Defending canola from fungus

Volume 10 Number 3 March 10 - April 13 2014

Botanist Professor Barbara Howlett. Photo: Peter Casamento
Botanist Professor Barbara Howlett. Photo: Peter Casamento

 

Professor Barbara Howlett is a botanist whose work focuses on fungal disease Blackleg, which can devastate canola crops. She tells Andi Horvath about it.

Blackleg, a devastating fungal disease in Australian canola crops, has been and continues to be a huge economic problem for the export industry in Australia. It has taken over 20 years to understand and manage it. Research into it has been the task of a dedicated group led by Professor Barbara Howlett from the University of Melbourne’s School of Botany in collaboration with experts overseas. 

Professor Howlett says her early research was a mixed bag of projects. Her first published paper was on antibody levels in asthmatic children and she worked in several research fields including pollen allergy, immunology, memory in bacteria, and bread mould. 

But retrospectively, she says, the work gave her a useful multidisciplinary background to access in tackling the Blackleg fungus problem in canola. 

“Women often have disjointed careers, as they are juggling family responsibilities,” Professor Howlett says. 

“Tackling lots of different research problems meant I had to be a flexible research thinker. 

“Also, more than 20 years ago I was lucky enough to work at Stanford on a model fungus, the bread mould Neurospora. So when I came back to Australia I applied the skills I acquired to a problem in agriculture.”
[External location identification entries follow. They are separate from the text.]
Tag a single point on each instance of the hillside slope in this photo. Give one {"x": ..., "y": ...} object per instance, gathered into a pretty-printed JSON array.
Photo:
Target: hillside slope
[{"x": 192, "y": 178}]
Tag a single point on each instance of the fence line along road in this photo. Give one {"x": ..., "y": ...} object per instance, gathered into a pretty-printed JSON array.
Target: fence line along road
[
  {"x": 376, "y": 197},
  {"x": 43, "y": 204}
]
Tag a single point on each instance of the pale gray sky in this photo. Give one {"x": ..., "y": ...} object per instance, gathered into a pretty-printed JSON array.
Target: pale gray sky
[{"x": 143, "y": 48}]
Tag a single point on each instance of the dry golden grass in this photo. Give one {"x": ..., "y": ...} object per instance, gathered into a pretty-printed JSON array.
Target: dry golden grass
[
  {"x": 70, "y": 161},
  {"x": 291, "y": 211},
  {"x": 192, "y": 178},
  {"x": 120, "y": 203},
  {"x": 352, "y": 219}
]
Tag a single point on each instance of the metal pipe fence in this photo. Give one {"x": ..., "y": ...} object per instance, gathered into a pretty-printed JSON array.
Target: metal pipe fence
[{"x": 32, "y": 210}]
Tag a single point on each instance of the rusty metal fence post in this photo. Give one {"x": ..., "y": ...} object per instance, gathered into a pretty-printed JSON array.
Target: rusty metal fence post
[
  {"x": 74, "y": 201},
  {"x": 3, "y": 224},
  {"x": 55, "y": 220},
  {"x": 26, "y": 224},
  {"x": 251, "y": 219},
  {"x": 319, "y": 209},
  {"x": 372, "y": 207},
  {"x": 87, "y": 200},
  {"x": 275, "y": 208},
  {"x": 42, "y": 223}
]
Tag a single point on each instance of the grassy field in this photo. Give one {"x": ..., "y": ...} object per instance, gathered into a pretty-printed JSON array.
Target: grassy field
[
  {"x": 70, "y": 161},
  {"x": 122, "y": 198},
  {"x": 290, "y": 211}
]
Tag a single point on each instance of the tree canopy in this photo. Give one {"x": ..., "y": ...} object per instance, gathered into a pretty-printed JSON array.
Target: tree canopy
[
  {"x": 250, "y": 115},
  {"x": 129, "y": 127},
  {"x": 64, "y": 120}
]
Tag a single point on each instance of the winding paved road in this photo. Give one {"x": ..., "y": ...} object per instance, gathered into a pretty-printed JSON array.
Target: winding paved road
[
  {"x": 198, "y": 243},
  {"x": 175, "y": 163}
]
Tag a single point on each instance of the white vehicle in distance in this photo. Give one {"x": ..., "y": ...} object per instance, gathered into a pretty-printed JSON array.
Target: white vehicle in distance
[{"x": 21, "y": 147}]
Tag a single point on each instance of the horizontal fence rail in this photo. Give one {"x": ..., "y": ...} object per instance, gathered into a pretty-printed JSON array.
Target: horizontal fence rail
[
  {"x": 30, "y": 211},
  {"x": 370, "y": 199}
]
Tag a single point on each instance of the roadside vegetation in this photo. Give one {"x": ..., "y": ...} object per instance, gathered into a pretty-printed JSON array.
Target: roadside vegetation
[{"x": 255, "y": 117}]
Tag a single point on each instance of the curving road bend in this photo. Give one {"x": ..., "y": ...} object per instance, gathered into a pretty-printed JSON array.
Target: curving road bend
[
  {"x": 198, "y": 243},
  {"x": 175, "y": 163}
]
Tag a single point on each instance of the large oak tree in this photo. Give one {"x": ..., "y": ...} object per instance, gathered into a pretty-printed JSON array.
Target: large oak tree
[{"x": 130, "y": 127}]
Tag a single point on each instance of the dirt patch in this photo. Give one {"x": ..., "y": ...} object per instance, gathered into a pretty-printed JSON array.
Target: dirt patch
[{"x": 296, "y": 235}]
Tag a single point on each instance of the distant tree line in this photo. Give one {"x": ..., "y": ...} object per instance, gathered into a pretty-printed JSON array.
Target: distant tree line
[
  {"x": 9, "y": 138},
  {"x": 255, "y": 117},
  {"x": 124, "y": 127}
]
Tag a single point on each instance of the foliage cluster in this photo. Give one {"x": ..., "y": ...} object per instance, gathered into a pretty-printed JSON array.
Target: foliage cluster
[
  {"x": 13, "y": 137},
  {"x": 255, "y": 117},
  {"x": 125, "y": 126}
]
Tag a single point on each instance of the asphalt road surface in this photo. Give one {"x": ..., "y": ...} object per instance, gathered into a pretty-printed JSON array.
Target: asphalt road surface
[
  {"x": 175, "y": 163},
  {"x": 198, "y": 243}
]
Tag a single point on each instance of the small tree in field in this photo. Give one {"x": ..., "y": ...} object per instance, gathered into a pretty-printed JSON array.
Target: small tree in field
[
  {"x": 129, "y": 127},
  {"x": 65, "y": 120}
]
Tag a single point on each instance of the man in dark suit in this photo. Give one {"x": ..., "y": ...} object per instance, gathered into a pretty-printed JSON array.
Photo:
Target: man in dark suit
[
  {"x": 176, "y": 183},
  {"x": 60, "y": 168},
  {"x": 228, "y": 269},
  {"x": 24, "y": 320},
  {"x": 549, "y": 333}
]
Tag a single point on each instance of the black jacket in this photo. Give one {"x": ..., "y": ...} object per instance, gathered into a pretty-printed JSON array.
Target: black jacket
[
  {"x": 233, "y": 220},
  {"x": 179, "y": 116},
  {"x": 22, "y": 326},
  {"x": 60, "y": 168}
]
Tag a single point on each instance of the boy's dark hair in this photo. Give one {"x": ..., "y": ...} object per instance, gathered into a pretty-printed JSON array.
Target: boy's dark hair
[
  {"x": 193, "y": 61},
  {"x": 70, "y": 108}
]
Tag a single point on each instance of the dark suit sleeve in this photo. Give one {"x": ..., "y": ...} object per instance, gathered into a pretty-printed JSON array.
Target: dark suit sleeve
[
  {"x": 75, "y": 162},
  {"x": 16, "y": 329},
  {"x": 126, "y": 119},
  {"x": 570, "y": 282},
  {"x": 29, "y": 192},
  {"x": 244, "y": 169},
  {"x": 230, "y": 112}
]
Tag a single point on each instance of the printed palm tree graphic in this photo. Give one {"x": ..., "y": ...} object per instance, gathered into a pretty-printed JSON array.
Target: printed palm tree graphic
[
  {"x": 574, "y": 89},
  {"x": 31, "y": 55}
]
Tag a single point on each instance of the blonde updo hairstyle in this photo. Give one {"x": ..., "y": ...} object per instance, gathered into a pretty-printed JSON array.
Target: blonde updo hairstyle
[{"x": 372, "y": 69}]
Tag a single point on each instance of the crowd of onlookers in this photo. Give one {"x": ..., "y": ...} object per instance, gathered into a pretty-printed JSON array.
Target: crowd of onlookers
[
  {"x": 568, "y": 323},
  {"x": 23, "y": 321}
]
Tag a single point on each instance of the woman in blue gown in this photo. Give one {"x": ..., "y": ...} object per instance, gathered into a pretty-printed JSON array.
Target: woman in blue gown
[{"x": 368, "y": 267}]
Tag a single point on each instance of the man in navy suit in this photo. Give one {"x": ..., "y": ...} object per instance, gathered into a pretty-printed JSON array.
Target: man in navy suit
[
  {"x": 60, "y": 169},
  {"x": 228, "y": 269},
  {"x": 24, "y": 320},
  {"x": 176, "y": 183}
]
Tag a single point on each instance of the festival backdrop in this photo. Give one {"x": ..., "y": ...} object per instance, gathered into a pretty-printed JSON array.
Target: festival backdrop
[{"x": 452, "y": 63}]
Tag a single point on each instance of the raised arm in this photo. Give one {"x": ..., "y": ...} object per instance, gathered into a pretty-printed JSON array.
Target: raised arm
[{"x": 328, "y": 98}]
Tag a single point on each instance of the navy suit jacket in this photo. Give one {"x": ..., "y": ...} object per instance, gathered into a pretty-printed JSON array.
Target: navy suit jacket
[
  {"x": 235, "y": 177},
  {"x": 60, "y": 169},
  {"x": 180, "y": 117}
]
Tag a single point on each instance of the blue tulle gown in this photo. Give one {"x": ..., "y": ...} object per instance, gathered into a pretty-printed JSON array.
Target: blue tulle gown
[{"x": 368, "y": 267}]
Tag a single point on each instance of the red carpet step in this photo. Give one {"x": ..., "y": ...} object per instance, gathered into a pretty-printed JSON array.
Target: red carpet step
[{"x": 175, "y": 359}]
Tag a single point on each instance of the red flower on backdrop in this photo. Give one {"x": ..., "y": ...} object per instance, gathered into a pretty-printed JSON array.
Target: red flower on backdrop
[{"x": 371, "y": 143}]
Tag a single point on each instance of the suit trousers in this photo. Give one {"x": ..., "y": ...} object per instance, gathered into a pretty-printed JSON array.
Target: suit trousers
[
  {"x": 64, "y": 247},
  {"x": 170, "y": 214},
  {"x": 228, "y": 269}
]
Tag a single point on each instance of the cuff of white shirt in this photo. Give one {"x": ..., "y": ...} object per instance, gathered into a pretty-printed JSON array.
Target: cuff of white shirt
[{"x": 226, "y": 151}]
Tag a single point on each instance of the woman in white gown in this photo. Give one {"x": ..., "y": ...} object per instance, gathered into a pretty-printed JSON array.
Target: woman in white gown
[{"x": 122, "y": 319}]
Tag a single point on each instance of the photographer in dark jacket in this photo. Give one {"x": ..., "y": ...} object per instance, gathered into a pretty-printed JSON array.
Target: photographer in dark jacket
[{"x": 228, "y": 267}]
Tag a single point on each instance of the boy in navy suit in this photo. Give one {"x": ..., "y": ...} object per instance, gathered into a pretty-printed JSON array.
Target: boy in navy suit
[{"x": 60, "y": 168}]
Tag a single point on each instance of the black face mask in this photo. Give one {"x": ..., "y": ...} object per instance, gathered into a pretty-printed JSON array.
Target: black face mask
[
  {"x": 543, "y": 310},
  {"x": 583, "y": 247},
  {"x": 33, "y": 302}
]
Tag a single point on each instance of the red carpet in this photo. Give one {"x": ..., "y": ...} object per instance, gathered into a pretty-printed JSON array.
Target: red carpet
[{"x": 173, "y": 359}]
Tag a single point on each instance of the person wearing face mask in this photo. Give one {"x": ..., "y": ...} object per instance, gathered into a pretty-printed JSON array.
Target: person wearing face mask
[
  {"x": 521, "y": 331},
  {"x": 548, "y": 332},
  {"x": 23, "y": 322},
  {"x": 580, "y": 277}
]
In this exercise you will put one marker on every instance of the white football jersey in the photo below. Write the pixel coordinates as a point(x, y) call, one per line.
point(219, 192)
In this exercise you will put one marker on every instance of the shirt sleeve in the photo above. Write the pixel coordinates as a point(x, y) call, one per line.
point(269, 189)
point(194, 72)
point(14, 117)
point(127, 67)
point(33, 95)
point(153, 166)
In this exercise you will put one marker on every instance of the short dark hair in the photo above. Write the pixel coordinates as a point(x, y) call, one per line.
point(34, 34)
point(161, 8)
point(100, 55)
Professor Howlett says she chose to work on the canola Blackleg pathogen, Leptosphaeria maculans, because at the time the fledgling canola industry was expanding, and it seemed likely that Blackleg would become a severe constraint, which indeed it did. 

“I am fortunate to have received continuous funding for canola research from the Grains Research and Development Corporation, which invests funds from farmers and the federal government to address issues faced by Australian grain growers,” she says. 

Professor Howlett’s research ranges from the “genome to paddock”: Her team has analysed the genome of the Blackleg fungus to create strategies that farmers can use to control the disease. 

“We knew the resistance to the fungus in crops was quickly overcome if farmers planted one variety extensively in a region, so we located the key ‘effector’ genes and predicted they must have been in unstable in parts of the genome, which they were,” she says. 

“With the knowledge that virulence of the Blackleg fungus is connected to these effector genes, we now had a molecular tool to rapidly monitor disease across Australia. 

“We can now tell farmers before they plant their crops the risk of that canola variety developing Blackleg disease. If the risk is high, then the farmers can choose to plant another variety.” 

Professor Howlett says the journey from PhD student to Professor has been an exciting one. 

“The advent of molecular biology and the genomic technologies has meant rather than looking at one gene or protein at a time in a fungus – or indeed in any organism, we can now examine thousands,” she says. 

“In the future, we will need to interpret this immense amount of data to enable a more organism-wide approach to understanding pathways involved in disease and other processes.”

Professor Howlett’s team also studies fungal diseases on mustard and her latest paper describes the fungal genes involved in disease. 

She says her version of looming retirement plans includes new projects to work on and people to mentor.